The new law, based on Rule 11 the Federal Rules of Civil Procedure, also gives the party accused of misconduct a “safe harbor,” under which sanctions cannot be imposed if the paper or pleading is “withdrawn or appropriately corrected” within 21 days following service of the motion.
The safe harbor was originally 30 days, but was later reduced to match the federal rule.
Sec. 128.7 was originally passed with a sunset date of Jan. 1, 1999, but has been extended twice—the first time through the end of last year, the second time until Jan. 1, 2006.
Lawmakers also enacted a section not discussed by Parrilli, Sec. 128.6, with provisions nearly identical to those of Sec. 128.5. But Sec. 128.6 never became operable because it contains a clause rendering itself null and void in the event of an extension of Sec. 128.7.
Because Sec. 128.7 still could eventually lapse, Sec. 128.5 remains standing in the wings and absent further legislative action would return to the fore on the sunset of the newer law, Parrilli said.
The justice reasoned that the two statutes operate concurrently. Sec. 128.5 is still in effect, she said, and not just for cases filed before 1995.
High Court Dicta Rejected
Bucking the Legislative Counsel’s Digest that accompanied the newer Sec. 128.7, and also bucking the state Supreme Court’s view expressed in dicta, Parrilli said the Legislature left Sec. 128.5 intact for all kinds of litigation abuses except pleading misconduct when it passed the second law.
“[I]nterpretations found in the Legislative Counsel’s Digest are not binding on the courts,” Parrilli said. “And while dicta from our Supreme Court are persuasive and should ordinarily be followed, this sound advice is only controlling when the Supreme Court has conducted ‘a thorough analysis of the issues and such analysis reflects compelling logic.’”
The justice noted that when the Legislature approved Sec. 128.7 and made it effective only for pleadings filed on or after Jan. 1, 1995, it did not amend Sec. 128.5 to apply only to pleadings filed earlier.
“Thus, the Legislature limited the scope of section 128.5, narrowing its application after 1994 to sanctions for conduct not involving pleading,” Parrilli wrote.
In the trial court, San Francisco Superior Court Judge Thomas H. Mellon Jr. rejected a motion by insurance broker Arthur J. Gallagher & Company for Sec. 128.5 sanctions against plaintiffs Carleen Olmstead and Cherie Rose.
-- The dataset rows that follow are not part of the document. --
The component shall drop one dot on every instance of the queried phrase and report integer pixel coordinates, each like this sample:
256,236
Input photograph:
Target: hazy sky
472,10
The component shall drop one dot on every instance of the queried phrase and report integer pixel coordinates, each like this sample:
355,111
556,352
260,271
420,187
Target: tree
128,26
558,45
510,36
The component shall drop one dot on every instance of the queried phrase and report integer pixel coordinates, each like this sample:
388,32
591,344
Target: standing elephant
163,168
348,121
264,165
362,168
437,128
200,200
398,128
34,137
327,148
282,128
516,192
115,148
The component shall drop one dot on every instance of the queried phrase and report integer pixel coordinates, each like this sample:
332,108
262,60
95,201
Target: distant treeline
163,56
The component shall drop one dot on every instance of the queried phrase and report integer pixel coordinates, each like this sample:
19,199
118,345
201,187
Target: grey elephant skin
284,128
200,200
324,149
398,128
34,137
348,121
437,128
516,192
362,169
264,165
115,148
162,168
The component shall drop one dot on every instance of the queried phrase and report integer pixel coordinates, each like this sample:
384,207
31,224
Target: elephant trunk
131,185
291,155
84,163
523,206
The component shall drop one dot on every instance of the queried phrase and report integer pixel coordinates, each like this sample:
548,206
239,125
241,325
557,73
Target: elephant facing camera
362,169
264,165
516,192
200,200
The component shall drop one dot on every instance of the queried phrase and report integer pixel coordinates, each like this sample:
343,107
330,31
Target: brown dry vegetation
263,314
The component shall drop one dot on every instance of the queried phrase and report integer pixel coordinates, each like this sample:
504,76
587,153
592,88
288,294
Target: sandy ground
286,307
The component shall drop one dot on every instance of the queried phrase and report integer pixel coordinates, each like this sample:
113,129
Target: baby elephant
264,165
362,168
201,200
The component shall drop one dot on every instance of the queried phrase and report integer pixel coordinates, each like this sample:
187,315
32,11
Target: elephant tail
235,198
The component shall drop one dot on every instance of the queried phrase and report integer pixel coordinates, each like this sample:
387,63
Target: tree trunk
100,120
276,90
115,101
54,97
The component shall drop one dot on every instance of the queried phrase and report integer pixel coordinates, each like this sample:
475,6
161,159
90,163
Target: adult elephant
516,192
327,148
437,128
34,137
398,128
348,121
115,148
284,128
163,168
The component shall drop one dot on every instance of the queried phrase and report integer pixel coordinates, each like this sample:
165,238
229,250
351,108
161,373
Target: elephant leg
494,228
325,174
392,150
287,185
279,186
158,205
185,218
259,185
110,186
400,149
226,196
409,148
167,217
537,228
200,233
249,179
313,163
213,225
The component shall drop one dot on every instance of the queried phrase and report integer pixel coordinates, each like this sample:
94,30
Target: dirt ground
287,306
Mellon said the conduct could well have been sanctionable under Sec. 128.5, but that the statute did not apply because the action was filed after Dec. 31, 1994. No recovery was available under Sec. 128.7, the judge ruled, because the company failed to comply with the 30-day safe harbor provision then in effect. Parrilli said Mellon erred by failing to apply Sec. 128.5.
In other action at the conference, the justices:
-Agreed to decide whether California may prohibit wines not made with Napa County grapes from using the word “Napa” in their brand names. The Third District Court of Appeal held on Jan. 16 in Bronco Wine Co. v. Espinoza(2003) 104 Cal.App.4th 598 that the prohibition was preempted by federal law permitting such appellations if the label correctly states where the gapes come from.
-Agreed to review a decision by this district’s Div. Seven granting a new trial to a probationer who suffered a nonsuit in his action against officers for false arrest and unreasonable search and seizure.
The Court of Appeal, in an opinion by Los Angeles Superior Court Judge Aurelio Munoz, sitting on assignment, said a jury must decide whether officers had probable cause to arrest David Venegas in connection with an investigation into an auto theft ring. Venegas was apparently mistaken for his brother, whose home was subject to search pursuant to a warrant.
The case is Venegas v. County of Los Angeles (2002) 105 Cal.App.4th 636.